I know I've written to you countless times since we broke up, but I've never said this before.
I am no longer in love with you.
I have spent the better part of my life holding onto you and the colossally beautiful ways in which we chose to destroy each other.
But no more.
The memories we hold of each other will always be sacred. From the first kiss to the last, each moment will forever be engraved under my skin, but your touch can no longer haunt me. I refuse to be a graveyard for the undead.
I have spent too many inebriated nights having imaginary conversations with you. I have spent too much time wondering if we were meant to be. I know now that ours was a limited infinity. We broke up three years ago and haven't spoken for 628 days now, (not that I am counting), and I have failed to open myself to anyone else in that time.
I see you peering at me from behind the faces of the Tinder profiles I swipe, laughing at their cheesy bios. I will not let you ruin it for me anymore.

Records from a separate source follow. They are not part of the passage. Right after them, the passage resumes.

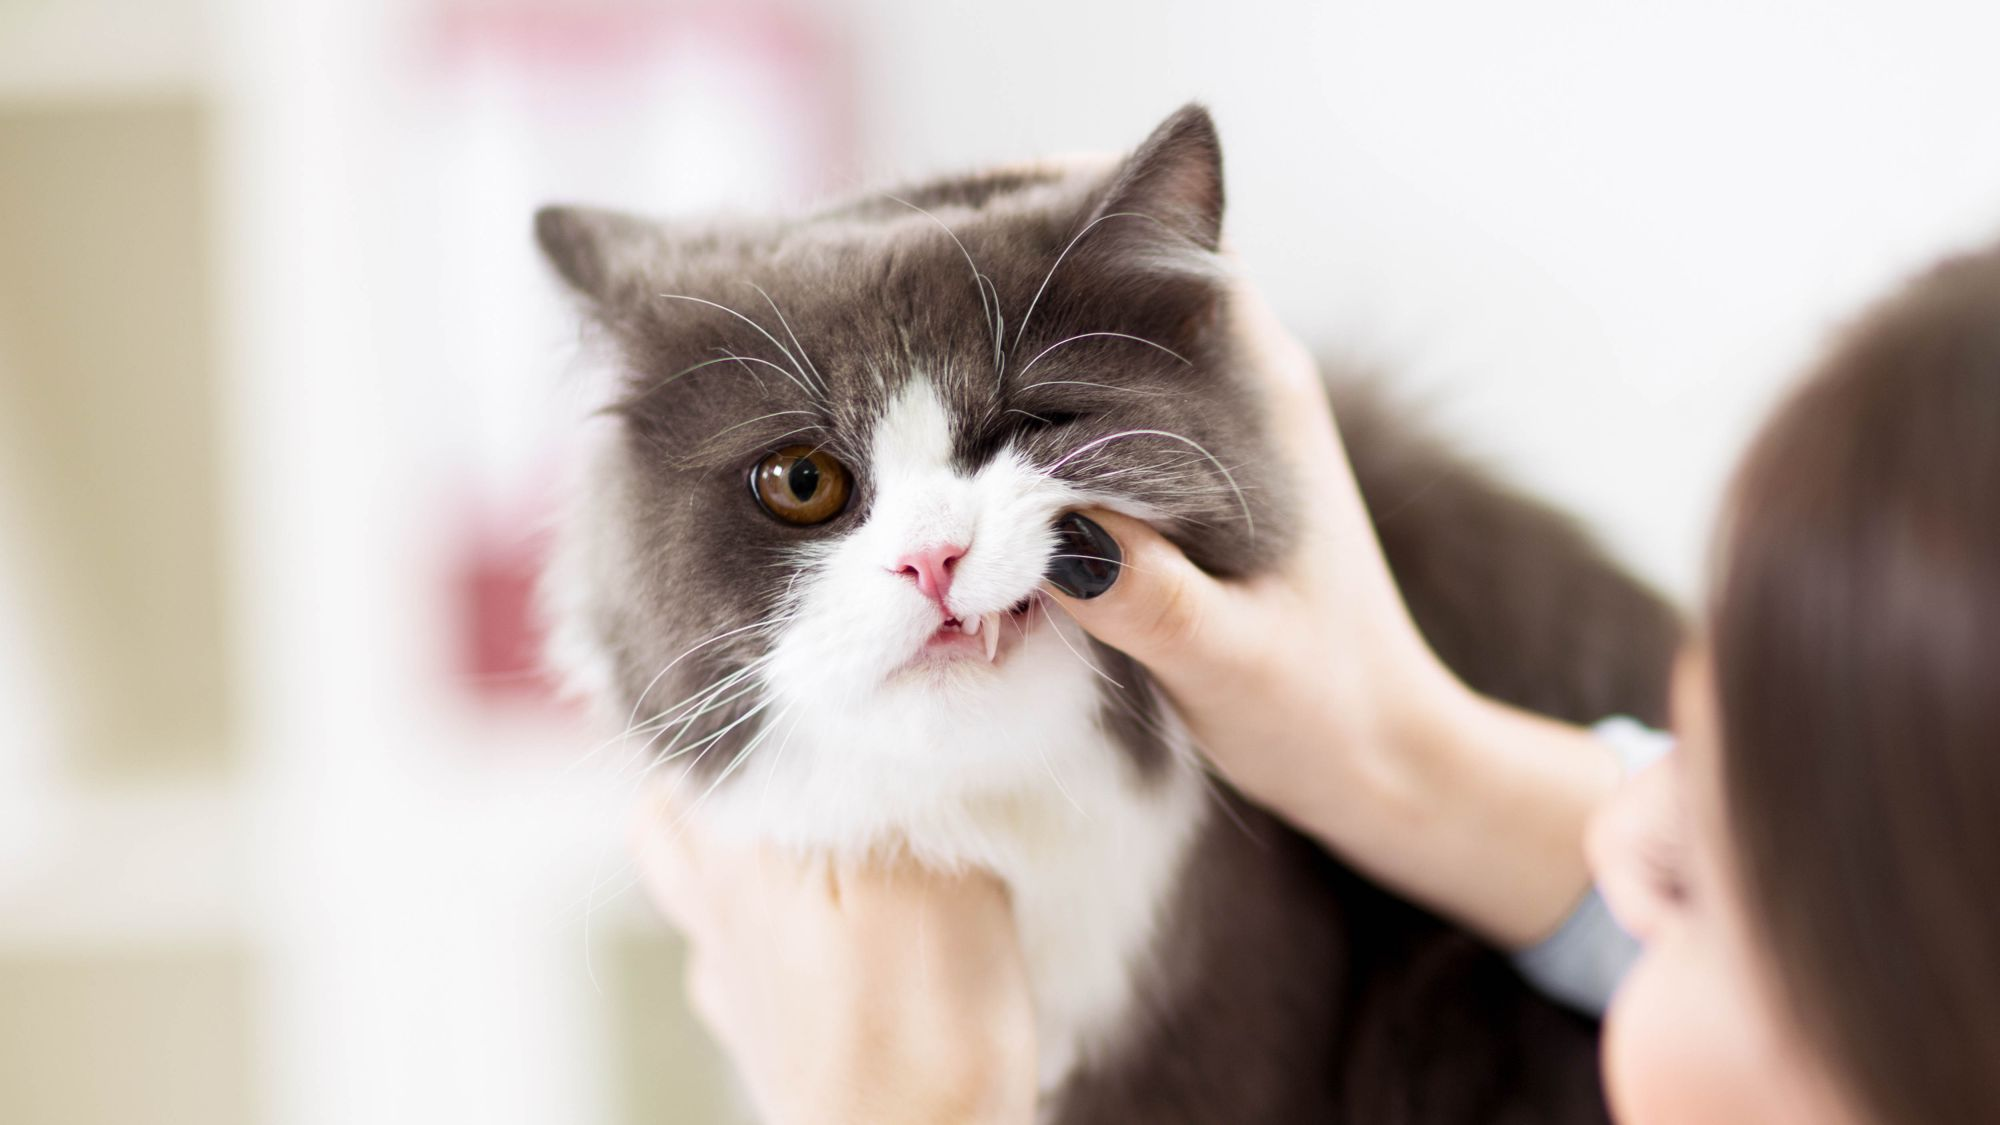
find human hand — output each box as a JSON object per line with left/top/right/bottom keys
{"left": 1588, "top": 649, "right": 1698, "bottom": 944}
{"left": 1042, "top": 274, "right": 1463, "bottom": 843}
{"left": 632, "top": 794, "right": 1038, "bottom": 1125}
{"left": 1587, "top": 752, "right": 1686, "bottom": 944}
{"left": 1042, "top": 275, "right": 1618, "bottom": 947}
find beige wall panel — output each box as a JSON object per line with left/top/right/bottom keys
{"left": 0, "top": 945, "right": 256, "bottom": 1124}
{"left": 609, "top": 928, "right": 750, "bottom": 1125}
{"left": 0, "top": 99, "right": 230, "bottom": 777}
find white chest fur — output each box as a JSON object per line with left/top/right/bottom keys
{"left": 984, "top": 750, "right": 1208, "bottom": 1087}
{"left": 701, "top": 692, "right": 1211, "bottom": 1092}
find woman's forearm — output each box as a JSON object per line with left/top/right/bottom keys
{"left": 1290, "top": 668, "right": 1622, "bottom": 951}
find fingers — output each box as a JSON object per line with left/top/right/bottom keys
{"left": 631, "top": 792, "right": 1011, "bottom": 942}
{"left": 629, "top": 792, "right": 1038, "bottom": 1124}
{"left": 1040, "top": 508, "right": 1245, "bottom": 679}
{"left": 1226, "top": 274, "right": 1323, "bottom": 406}
{"left": 1587, "top": 756, "right": 1683, "bottom": 943}
{"left": 683, "top": 950, "right": 730, "bottom": 1041}
{"left": 1224, "top": 278, "right": 1355, "bottom": 498}
{"left": 631, "top": 790, "right": 707, "bottom": 932}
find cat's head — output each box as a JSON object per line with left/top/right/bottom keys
{"left": 538, "top": 105, "right": 1294, "bottom": 826}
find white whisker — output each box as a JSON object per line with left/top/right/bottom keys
{"left": 615, "top": 675, "right": 771, "bottom": 784}
{"left": 1048, "top": 428, "right": 1254, "bottom": 539}
{"left": 713, "top": 351, "right": 810, "bottom": 395}
{"left": 568, "top": 621, "right": 785, "bottom": 779}
{"left": 757, "top": 705, "right": 810, "bottom": 817}
{"left": 1017, "top": 378, "right": 1170, "bottom": 398}
{"left": 745, "top": 281, "right": 827, "bottom": 393}
{"left": 582, "top": 689, "right": 778, "bottom": 990}
{"left": 885, "top": 194, "right": 1005, "bottom": 376}
{"left": 1045, "top": 553, "right": 1168, "bottom": 582}
{"left": 1017, "top": 332, "right": 1190, "bottom": 379}
{"left": 697, "top": 409, "right": 824, "bottom": 448}
{"left": 615, "top": 617, "right": 787, "bottom": 740}
{"left": 655, "top": 292, "right": 814, "bottom": 396}
{"left": 595, "top": 657, "right": 772, "bottom": 763}
{"left": 632, "top": 353, "right": 767, "bottom": 398}
{"left": 1011, "top": 211, "right": 1161, "bottom": 354}
{"left": 1036, "top": 738, "right": 1088, "bottom": 819}
{"left": 672, "top": 700, "right": 794, "bottom": 832}
{"left": 1033, "top": 590, "right": 1125, "bottom": 689}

Some people come very close to sitting just-right with our puzzle pieces, but don't necessarily sit perfectly. You and I kept chipping away at ourselves, trying to fit into a puzzle that wasn't ours, to begin with, till we didn’t recognise each other anymore.
Don't get me wrong. I will still think of you all the time. But I know now that even though you were my first love—you were just that, my ‘first’ love.
For the longest time, I thought I was still in love with you, only to realise that I was just in love with the memories. And that I always will be.